Thanks for the speedy replies.

Dolbeare Caravan Park, Saltash and Riverside Caravan Park seem the best for us as we need to have easy access to Plymouth and Saltash.

Peter and Irene


----------



## Enodreven (Aug 29, 2005)

Hi, Peter and Irene

Let us know what the site is like, as the £40 per week until April looks very good, and if the site is OK, we may try it in a week or so ?

Brian


----------



## peterandirene (May 9, 2005)

Just back from Plymouth. Stayed 3 days at Riverside Caravan Site. As said before there are plenty of hard stands and electric points. There were quite a few motorhomes on site and lots of caravans, the caravans looked as if they were stored rather than being used. There are two toilet blocks which are very clean with cubicles, basins and showers (although the blocks are unheated).
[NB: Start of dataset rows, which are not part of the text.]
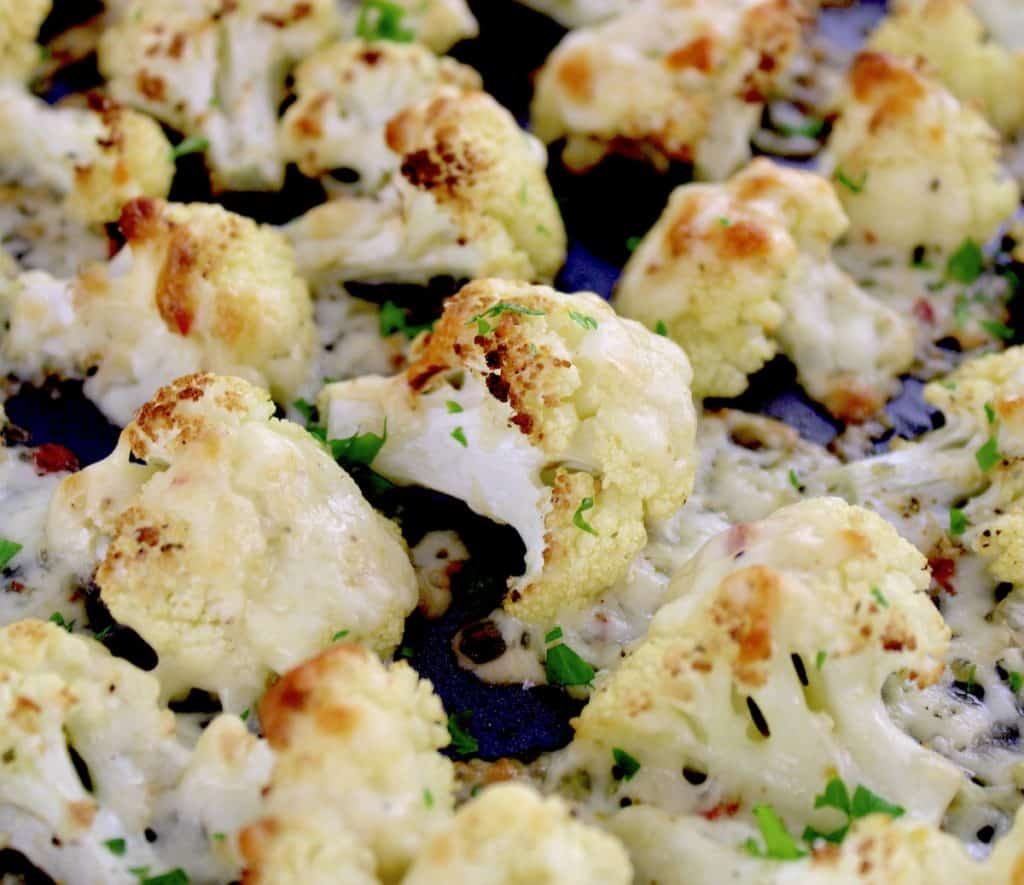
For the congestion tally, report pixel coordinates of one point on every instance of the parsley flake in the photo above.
(625, 765)
(965, 264)
(957, 521)
(988, 455)
(463, 743)
(579, 521)
(381, 19)
(192, 144)
(8, 550)
(584, 320)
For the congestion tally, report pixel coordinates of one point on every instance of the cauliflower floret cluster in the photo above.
(237, 548)
(471, 200)
(19, 24)
(95, 159)
(913, 166)
(668, 80)
(544, 411)
(346, 94)
(216, 72)
(736, 271)
(952, 39)
(510, 835)
(761, 680)
(879, 850)
(196, 288)
(90, 761)
(358, 785)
The site is hand for Sainsburys (10 min), park and ride (10 min), PC World and Homebase (10 min) and also the local ski slopes if you are so inclined  . There is a cycle path from close to the site and Plymbridge Woods (National Trust) is adjacent - great for dog walks, rambling etc.

I needed to hire a car and got one from Vospers Car Hire (10 mins) at less than £30 per day.

The site is close to a small industrial site, not in view, and there is some slight noise from it (24 hours) if the wind is in the wrong direction.

Riverside Caravan Park 01752 344122
Vospers Car Hire 01752 636333

Peter and Irene


----------